Let's start by getting the data which is included in the ISLR library, the College data frame.
A data frame with 777 observations on the following 18 variables.
Call the ISLR library and check the head of College (a built-in data frame with ISLR, use data() to check this.) Then reassign College to a dataframe called df
Let's explore the data!
Create a scatterplot of Grad.Rate versus Room.Board, colored by the Private column.
Create a histogram of full time undergrad students, color by Private.
Create a histogram of Grad.Rate colored by Private. You should see something odd here.
What college had a Graduation Rate of above 100% ?
Change that college's grad rate to 100%
Split your data into training and testing sets 70/30. Use the caTools library to do this.
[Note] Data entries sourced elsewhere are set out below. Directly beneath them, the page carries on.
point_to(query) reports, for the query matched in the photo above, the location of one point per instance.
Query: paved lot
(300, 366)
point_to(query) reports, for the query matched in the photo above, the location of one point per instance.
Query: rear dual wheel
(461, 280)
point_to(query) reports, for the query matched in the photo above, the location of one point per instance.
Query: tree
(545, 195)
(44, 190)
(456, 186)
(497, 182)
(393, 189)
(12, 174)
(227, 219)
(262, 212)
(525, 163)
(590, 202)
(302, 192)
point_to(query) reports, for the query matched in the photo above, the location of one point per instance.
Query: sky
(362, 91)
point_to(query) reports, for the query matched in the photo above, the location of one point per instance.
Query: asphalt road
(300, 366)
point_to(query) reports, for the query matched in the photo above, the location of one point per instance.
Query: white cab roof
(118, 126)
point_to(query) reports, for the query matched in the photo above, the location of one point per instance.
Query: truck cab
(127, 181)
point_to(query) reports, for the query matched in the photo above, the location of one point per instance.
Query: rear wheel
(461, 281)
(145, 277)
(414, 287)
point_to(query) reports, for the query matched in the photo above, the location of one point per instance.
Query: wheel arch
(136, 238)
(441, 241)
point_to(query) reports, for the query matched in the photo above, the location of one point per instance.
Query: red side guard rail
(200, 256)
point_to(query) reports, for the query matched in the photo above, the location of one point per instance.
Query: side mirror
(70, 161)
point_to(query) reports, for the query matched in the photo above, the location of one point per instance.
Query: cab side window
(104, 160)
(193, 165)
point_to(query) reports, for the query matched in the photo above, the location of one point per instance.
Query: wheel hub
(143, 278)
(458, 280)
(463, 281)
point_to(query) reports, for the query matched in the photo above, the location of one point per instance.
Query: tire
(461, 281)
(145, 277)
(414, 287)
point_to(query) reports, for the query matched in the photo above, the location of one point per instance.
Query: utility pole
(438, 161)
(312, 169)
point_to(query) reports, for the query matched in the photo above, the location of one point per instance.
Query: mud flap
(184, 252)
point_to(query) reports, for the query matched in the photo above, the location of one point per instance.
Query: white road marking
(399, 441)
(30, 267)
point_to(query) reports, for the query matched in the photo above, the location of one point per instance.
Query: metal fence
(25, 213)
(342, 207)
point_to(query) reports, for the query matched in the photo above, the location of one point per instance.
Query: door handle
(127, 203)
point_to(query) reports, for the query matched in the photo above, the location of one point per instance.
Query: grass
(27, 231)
Use the rpart library to build a decision tree to predict whether or not a school is Private. Remember to only build your tree off the training data.
Use predict() to predict the Private label on the test data.
Check the Head of the predicted values. You should notice that you actually have two columns with the probabilities.
Turn these two columns into one column to match the original Yes/No Label for a Private column.
Now use table() to create a confusion matrix of your tree model.
Use the rpart.plot library and the prp() function to plot out your tree model.
Now use randomForest() to build out a model to predict Private class. Add importance=TRUE as a parameter in the model. (Use help(randomForest) to find out what this does.
What was your model's confusion matrix on its own training set? Use model$confusion.
Now use your random forest model to predict on your test set!
It should have performed better than just a single tree, how much better depends on whether you are emasuring recall, precision, or accuracy as the most important measure of the model.